Ma così non è. E infatti le stesse accuse di torture ai prigionieri rivolte all'amministrazione degli Stati Uniti partono ora anche dalla prigione di Bagram, in Afganistan, dove, ormai a due anni di distanza, sono tuttora detenuti molti dei combattenti che si opposero all'ennesima invasione del loro paese. E di quanto avviene in Iraq non siamo ancora informati, ma purtroppo possiamo immaginarlo. Quello che è certo è che, proprio per pararsi il sedere dalle critiche internazionali, l'amministrazione Usa sta studiando un suo sistema di regole che razionalizzi il trattamento detentivo e le norme processuali dei tribunali militari nei confronti di "detenuti di cittadinanza diversa e non considerati prigionieri di guerra". Come insegnano i neoconservatori amici di Bush e Rumsfeld: facciamo quello che ci pare, come ci pare, se ci pare, e ve lo diciamo anche!
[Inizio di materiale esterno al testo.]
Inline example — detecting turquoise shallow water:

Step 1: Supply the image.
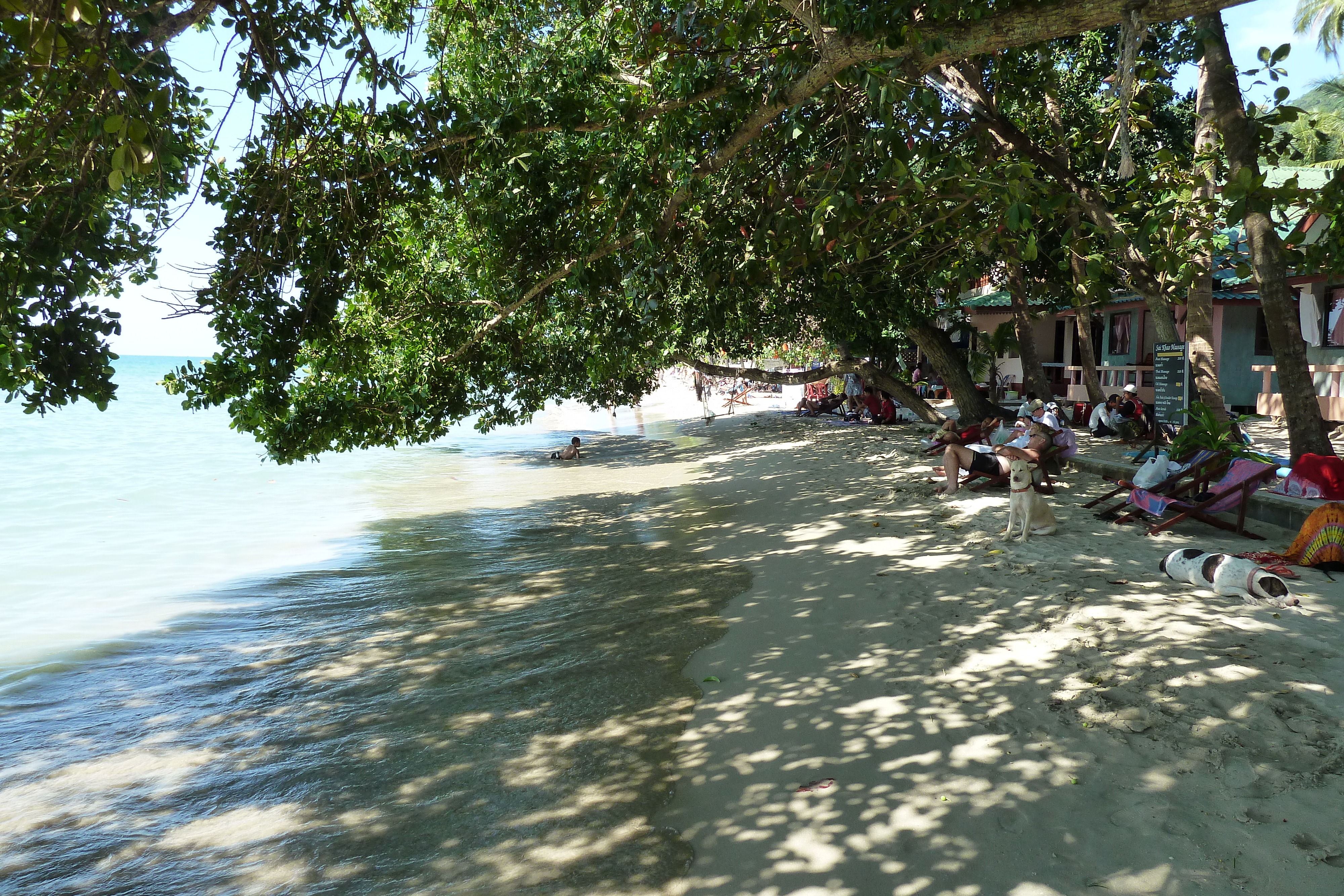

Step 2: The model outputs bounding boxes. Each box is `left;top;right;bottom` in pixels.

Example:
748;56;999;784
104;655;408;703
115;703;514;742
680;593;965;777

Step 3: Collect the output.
0;359;747;896
0;357;688;674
Del resto questo atteggiamento "dissociato" in base al quale la grande democrazia americana tanto si riproduce al suo interno quanto si comporta in maniera antidemocratica nei rapporti internazionali, è ormai la costante della superpotenza detentrice della più assoluta egemonia planetaria. Si colpiscono i presunti detentori di armi di distruzione di massa e si possiede il più grande arsenale chimico del mondo, si inibisce la proliferazione nucleare e nei deserti americani sono stoccate decine di migliaia di bombe atomiche, si puniscono i terroristi internazionali e si pianificano terroristiche operazioni militari, si richiamano i paesi "amici" al pieno rispetto delle gerarchie e si attua una politica prepotente e vessatoria, si salvaguardano gelosamente le proprie prerogative e con quelle altrui ci si suolano le scarpe, si difendono la libertà di pensiero e di espressione ma guai ad usarle contro di loro, si esalta il libero mercato e si impongono i monopoli delle multinazionali yankee, si pretende il rispetto delle regole e non si firmano i trattati internazionali. Questi ne hanno da insegnare perfino ai gesuiti, gli inventori della doppia morale.

A questo punto è aperto il dibattito: ma noi che non siamo americani, possiamo essere antiamericani?